1.2 The Structure of the Book
The first edition of this book was initially motivated by the idea of being able to present first-year PhD students with a single volume that would give them a basic introduction to the various search and optimization techniques that they might require during their program of research. This remains a primary motivation for this second edition.
The book can be read in a sequential manner. However, each chapter also stands alone and so the book can be dipped into when you come across a technique with which you are not familiar, or if you just need to find some general references on a particular topic.
If you want to read the book all the way through, we hope that the way we have ordered the chapters makes sense. In .
One element of every chapter is a section called Tricks of the Trade . We recognize that it is sometimes difficult to know where to start when you first come across a new problem. Which technique or methodology is the most appropriate? This is a very difficult question to answer and forms the basis of much research in the area. Tricks of the Trade is designed to give you some guidelines on how you should get started and what you should do if you run into problems. Although Tricks of the Trade is towards the end of each chapter, we believe that it could be one of the first sections you read.
We have also asked authors to include a section entitled Sources of Additional Information . These sections are designed as useful pointers to resources such as books and web pages. They are intended as the next place to investigate, once you have read the chapter.
As this book is aimed primarily at the beginner (such as a first-year PhD student, final-year undergraduate or practitioner/researcher learning a new technique) we thought it might be useful to explain some basic concepts which many books just assume that the reader already knows. Indeed, our own PhD students and final-year undergraduates often make this complaint. We realize that the following list is not complete. Nor can it ever be, as we are not aiming to write a comprehensive encyclopedia. If you feel that any important terms are missing, please let the editors (authors of this introduction) know and we will consider including them in future editions. All of these concepts are, purposefully, explained in an informal way so that we can get the basic ideas across to the reader. More formal definitions can be found elsewhere (see the Sources of Additional Information and References ), including in later chapters of this book.

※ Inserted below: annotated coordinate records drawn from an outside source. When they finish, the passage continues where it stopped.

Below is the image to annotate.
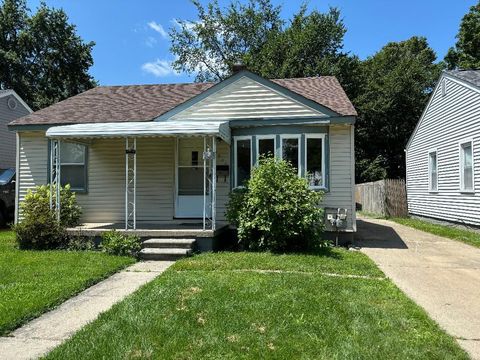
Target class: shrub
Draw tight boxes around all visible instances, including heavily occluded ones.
[100,230,142,257]
[13,185,81,250]
[227,158,325,252]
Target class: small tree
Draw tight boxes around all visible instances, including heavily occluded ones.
[13,185,81,250]
[227,158,323,252]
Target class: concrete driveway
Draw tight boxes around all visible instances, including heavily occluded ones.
[356,218,480,359]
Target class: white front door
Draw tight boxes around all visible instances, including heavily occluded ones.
[175,137,210,218]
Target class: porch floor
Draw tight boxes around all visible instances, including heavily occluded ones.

1.3 Basic Concepts and Underlying Issues
In this section we present a number of basic terms and issues and offer a simple description or explanation. In explaining the concepts to beginners, we will restrict the formal presentation of these concepts as much as possible.
1.3.1 Artificial Intelligence
Artificial intelligence (AI) is a broad term which can be thought of as covering the goal of developing computer systems which can solve problems which are usually associated with requiring human-level intelligence. There are a number of different definitions of the term and there has been a significant amount of debate about it. However, the philosophical arguments about what is or is not AI do not fall within the remit of this book. The interested reader is directed to the following (small) sample of general AI books: Negnevitsky ().